In 1973, Kusama returned to Japan, where she voluntarily admitted herself to a psychiatric hospital, where she continues to live. This period marked a phase of relative obscurity, but she never ceased creating. Her commitment to art remained unwavering, and she continued to produce a prolific body of work encompassing painting, sculpture, performance, and literature.

The late 1980s and 1990s saw a resurgence of interest in Kusama’s work. Major retrospectives, including her first at the Serpentine Gallery in London in 2000, brought her global recognition and acclaim. Her installations and exhibitions began drawing massive audiences, and her works fetched high prices at international auctions.

Yayoi Kusama’s influence extends beyond the art world. She has collaborated with major fashion brands like Louis Vuitton, bringing her distinctive polka dot patterns to a broader audience. Her autobiography, “Infinity Net,” provides deep insights into her life and creative process.

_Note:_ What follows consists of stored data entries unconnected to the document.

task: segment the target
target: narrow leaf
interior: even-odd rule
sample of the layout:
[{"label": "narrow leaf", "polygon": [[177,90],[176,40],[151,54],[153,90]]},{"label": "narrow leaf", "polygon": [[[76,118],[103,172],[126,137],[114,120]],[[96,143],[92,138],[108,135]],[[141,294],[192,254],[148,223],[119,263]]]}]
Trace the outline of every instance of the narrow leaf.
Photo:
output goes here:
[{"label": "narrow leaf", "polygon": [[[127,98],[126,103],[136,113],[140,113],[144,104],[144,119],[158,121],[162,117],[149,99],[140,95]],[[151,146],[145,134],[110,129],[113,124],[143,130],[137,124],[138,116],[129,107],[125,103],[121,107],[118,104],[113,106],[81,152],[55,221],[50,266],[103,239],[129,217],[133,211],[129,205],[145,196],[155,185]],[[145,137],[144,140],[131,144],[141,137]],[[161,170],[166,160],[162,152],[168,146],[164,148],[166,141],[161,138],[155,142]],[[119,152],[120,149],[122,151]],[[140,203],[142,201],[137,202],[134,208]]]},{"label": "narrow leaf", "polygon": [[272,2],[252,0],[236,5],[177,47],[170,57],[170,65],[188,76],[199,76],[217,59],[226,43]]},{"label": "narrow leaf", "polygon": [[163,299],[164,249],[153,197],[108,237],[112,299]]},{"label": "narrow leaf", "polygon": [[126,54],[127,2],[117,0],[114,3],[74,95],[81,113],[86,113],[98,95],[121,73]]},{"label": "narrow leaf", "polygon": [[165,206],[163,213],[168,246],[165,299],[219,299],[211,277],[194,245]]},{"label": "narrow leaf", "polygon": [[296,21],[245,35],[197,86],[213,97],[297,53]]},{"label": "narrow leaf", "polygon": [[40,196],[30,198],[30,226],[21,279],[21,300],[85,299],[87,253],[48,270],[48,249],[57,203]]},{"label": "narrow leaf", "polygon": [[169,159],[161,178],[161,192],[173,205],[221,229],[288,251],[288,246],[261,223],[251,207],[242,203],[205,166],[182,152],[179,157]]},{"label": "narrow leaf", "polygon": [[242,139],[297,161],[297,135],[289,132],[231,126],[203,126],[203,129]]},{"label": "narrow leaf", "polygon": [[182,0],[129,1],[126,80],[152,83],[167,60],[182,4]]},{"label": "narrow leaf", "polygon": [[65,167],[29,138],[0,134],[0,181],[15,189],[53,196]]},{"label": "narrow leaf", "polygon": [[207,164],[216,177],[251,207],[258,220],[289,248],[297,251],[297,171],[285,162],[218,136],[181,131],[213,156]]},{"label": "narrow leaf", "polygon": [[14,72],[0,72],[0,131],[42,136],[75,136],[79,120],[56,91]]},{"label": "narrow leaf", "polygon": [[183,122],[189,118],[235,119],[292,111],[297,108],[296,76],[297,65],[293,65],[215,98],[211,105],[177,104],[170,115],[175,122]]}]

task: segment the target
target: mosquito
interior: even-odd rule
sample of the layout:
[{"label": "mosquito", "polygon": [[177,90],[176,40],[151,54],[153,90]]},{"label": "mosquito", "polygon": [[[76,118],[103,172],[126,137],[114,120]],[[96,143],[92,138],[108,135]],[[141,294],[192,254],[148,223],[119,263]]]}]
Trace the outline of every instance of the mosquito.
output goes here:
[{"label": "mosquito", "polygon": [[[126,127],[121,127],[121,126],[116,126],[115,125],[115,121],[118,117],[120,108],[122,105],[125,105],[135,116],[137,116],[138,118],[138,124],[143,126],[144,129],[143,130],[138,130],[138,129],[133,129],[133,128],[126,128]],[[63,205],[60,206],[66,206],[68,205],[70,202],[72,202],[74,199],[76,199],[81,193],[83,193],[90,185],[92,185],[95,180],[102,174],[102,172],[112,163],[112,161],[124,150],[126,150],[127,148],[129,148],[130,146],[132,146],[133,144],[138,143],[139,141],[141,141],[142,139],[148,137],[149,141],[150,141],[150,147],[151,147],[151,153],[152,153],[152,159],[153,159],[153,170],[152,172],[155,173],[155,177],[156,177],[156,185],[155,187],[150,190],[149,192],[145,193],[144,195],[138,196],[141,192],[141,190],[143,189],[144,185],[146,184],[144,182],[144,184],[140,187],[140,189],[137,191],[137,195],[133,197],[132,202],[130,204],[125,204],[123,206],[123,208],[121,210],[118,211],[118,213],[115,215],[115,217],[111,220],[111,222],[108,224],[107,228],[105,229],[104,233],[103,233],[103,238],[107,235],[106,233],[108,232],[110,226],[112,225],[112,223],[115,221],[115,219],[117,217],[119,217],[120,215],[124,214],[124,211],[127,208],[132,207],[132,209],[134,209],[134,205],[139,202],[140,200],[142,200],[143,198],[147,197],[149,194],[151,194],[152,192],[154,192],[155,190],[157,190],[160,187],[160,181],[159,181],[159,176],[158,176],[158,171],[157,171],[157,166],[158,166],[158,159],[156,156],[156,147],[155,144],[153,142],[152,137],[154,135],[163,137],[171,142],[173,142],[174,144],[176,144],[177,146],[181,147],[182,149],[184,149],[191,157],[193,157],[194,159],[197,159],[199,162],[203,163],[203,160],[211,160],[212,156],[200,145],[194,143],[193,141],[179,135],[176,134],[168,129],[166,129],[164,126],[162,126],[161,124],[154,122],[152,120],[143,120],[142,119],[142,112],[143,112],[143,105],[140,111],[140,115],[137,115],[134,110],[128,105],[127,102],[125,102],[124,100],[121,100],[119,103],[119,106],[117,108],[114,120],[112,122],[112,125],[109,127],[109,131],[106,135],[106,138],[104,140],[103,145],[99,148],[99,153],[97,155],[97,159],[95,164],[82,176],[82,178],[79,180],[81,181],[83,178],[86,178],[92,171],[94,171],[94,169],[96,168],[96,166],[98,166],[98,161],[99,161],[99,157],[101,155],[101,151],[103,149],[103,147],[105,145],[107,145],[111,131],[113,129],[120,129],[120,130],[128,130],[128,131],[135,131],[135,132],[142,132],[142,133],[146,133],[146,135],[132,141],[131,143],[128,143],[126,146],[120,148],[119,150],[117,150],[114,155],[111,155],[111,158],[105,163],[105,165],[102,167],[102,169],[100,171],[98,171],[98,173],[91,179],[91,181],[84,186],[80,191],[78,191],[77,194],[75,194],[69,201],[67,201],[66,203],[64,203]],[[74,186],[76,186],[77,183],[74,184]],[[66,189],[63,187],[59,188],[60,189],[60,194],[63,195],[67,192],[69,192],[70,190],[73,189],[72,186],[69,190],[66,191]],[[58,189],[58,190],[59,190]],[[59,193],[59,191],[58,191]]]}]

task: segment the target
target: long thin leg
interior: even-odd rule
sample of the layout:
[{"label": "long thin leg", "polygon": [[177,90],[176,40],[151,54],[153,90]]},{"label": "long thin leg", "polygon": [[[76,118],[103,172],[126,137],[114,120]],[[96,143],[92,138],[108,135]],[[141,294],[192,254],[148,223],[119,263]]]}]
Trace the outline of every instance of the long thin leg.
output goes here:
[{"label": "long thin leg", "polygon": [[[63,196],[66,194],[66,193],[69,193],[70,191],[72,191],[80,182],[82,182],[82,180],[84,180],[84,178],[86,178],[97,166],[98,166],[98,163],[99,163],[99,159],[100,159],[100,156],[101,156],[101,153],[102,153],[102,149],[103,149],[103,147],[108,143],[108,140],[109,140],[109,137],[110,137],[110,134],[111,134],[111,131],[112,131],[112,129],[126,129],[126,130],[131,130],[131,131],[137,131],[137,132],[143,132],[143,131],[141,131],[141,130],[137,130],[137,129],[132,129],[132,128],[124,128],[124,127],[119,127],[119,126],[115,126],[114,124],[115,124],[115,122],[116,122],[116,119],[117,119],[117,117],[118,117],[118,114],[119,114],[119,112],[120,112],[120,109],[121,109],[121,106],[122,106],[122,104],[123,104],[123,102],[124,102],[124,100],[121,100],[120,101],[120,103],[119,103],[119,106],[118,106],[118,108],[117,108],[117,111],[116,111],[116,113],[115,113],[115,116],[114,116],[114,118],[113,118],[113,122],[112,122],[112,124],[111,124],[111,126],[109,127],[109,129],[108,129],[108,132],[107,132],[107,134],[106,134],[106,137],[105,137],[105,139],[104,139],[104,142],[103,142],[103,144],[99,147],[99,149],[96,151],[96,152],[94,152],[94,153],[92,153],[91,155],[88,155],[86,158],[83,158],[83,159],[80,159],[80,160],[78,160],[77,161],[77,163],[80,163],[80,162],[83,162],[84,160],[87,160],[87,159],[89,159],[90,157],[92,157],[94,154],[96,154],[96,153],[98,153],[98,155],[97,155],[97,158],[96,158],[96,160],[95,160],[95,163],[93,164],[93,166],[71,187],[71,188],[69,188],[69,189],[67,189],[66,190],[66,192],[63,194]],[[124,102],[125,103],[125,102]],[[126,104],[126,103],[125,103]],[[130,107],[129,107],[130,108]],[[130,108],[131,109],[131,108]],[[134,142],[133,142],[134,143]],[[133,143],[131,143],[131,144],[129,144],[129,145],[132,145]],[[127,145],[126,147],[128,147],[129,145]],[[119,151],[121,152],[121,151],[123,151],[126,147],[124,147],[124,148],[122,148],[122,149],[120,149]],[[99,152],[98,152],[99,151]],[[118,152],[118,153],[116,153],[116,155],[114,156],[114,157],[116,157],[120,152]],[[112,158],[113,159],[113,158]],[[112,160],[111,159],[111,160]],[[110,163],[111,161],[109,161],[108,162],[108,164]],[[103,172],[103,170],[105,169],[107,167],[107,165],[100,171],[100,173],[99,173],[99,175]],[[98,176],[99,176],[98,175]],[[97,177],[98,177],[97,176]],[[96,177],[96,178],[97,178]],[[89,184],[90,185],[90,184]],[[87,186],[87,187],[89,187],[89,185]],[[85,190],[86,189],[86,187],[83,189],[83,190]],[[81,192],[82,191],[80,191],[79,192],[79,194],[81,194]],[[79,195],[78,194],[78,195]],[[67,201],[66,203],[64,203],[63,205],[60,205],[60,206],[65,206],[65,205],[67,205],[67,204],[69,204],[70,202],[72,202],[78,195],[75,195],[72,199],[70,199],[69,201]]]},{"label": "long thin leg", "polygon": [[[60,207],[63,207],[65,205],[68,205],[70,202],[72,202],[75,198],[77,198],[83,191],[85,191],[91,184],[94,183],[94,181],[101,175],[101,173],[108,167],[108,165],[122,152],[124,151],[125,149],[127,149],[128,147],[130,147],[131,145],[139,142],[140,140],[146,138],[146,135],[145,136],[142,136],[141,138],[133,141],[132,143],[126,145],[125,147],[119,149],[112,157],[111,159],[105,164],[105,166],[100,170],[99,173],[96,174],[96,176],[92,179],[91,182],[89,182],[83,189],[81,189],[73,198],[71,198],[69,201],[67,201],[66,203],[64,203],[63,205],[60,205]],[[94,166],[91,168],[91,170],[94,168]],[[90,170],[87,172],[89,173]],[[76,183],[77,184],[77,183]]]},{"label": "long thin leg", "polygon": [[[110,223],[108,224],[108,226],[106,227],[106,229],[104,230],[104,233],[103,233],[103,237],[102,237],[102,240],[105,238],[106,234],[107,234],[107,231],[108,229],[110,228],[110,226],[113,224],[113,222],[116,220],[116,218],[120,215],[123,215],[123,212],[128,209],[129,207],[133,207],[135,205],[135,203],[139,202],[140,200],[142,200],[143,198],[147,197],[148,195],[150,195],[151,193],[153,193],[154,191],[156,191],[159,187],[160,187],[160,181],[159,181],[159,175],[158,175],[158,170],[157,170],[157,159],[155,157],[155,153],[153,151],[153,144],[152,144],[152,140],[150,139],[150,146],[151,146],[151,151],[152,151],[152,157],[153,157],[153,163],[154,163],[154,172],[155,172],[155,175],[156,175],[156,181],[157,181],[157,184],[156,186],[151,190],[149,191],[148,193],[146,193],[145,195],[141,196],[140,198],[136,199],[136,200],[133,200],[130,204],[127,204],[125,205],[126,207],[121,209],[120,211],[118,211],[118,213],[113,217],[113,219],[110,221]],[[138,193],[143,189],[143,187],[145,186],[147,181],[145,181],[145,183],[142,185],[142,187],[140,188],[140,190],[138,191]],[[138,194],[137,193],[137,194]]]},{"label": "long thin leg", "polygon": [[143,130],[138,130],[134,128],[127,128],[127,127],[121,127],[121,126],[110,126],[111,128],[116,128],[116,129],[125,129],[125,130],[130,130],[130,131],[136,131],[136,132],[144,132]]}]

Kusama’s work is celebrated for its innovation, emotional depth, and universal appeal. She continues to be a prolific creator, with her exhibitions attracting millions of visitors worldwide. Her profound impact on contemporary art is undeniable, as she consistently challenges and expands the boundaries of visual expression.

Throughout her eight-decade career, Kusama has confronted her struggles with mental health, transforming them into a source of inspiration and creativity. Her art, characterized by its repetitive patterns and immersive environments, is a testament to her resilience and boundless imagination.

Yayoi Kusama’s journey from a small town in Japan to the pinnacle of the global art scene is a story of extraordinary talent, relentless perseverance, and an indomitable spirit. Her legacy is seen in her art and her enduring message of hope, connection, and the infinite possibilities of the human mind.